Lyrebird, a startup spin-off from the MILA lab at University of Montréal and advised by Aaron Courville and Yoshua Bengio claims to be the first of its kind to allow copying voices in a matter of minutes and control the emotion of the generation.
Using CUDA, TITAN X Pascal GPUs and cuDNN with the Theano deep learning framework, they trained their recurrent neural network on two speakers, one male and one female, each reading ten hours of audio books. Once trained, the algorithm is able to generate 1,000 sentences in less than half a second. Their related paper “SampleRNN: An Unconditional End-to-End Neural Audio Generation Model” provides more details about their model.

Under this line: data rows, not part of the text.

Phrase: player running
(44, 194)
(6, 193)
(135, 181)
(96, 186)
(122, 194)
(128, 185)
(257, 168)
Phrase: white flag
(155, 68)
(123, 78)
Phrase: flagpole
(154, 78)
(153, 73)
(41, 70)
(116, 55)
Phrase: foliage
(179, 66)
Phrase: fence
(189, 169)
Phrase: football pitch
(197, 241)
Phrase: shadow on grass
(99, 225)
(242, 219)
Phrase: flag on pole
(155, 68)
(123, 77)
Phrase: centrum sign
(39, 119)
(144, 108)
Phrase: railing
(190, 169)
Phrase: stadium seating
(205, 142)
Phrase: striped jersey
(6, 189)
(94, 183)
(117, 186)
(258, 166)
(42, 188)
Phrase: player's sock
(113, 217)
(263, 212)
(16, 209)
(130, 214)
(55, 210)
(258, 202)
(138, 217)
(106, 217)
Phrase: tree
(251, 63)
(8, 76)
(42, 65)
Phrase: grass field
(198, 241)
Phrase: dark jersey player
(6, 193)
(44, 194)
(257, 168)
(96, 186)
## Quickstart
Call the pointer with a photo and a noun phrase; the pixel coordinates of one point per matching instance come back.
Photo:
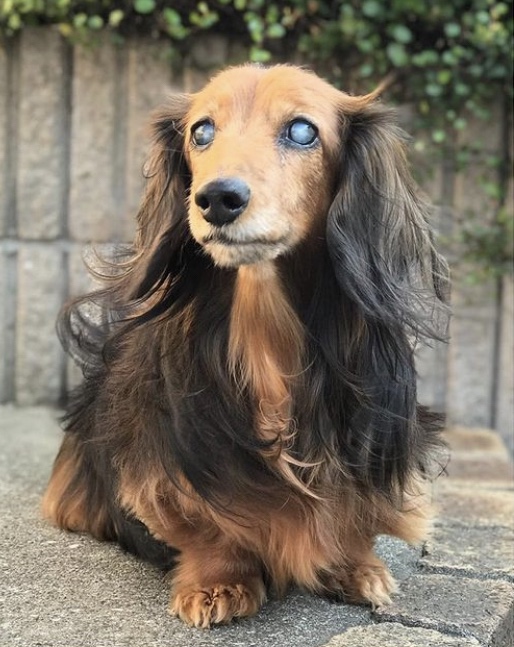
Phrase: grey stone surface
(474, 505)
(39, 359)
(459, 605)
(483, 551)
(60, 589)
(391, 634)
(93, 212)
(471, 354)
(42, 135)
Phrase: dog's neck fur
(266, 357)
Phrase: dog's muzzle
(222, 201)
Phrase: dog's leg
(214, 584)
(363, 578)
(75, 498)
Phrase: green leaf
(452, 29)
(95, 22)
(401, 34)
(115, 17)
(433, 89)
(275, 31)
(444, 77)
(259, 55)
(144, 6)
(397, 54)
(372, 8)
(438, 136)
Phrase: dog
(248, 414)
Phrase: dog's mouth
(232, 241)
(232, 251)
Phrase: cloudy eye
(202, 133)
(302, 132)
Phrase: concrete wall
(72, 146)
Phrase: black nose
(222, 201)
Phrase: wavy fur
(248, 411)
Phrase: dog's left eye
(203, 133)
(302, 132)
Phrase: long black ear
(392, 282)
(378, 234)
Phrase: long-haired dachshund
(248, 412)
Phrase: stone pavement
(59, 589)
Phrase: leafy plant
(451, 60)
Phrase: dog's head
(261, 145)
(262, 159)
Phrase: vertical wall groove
(66, 120)
(8, 251)
(119, 143)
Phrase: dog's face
(260, 144)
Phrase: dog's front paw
(373, 583)
(217, 604)
(367, 582)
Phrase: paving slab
(484, 552)
(61, 589)
(475, 505)
(480, 609)
(392, 634)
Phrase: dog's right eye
(202, 133)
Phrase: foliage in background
(451, 59)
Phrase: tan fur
(64, 501)
(316, 532)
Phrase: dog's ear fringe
(378, 230)
(135, 273)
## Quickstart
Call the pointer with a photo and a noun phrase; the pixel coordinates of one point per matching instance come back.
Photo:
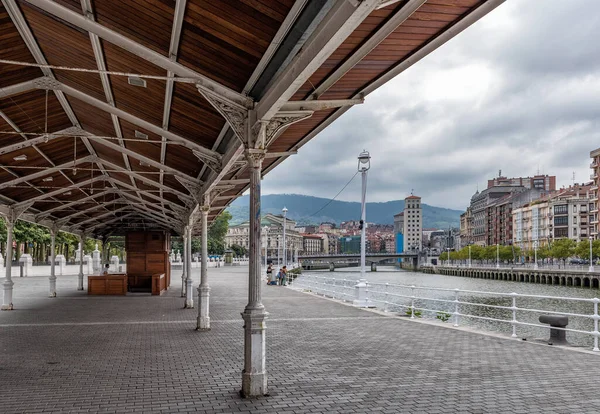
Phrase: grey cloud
(536, 106)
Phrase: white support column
(80, 276)
(184, 262)
(52, 293)
(254, 375)
(189, 292)
(8, 283)
(203, 322)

The company unveiled an impressive public demo this week consisting of a series of audio samples from Donald Trump, Barack Obama, and Hillary Clinton – not completely believable… yet, but will improve over time:
The resulting speech can be put to a wide range of uses, says Lyrebird, including “reading of audio books with famous voices, for connected devices of any kind, for speech synthesis for people with disabilities, for animation movies or for video game studios.”
Lyrebird’s developer API is still under development with no timetable on the release, but more than 6,000 people have registered for early access.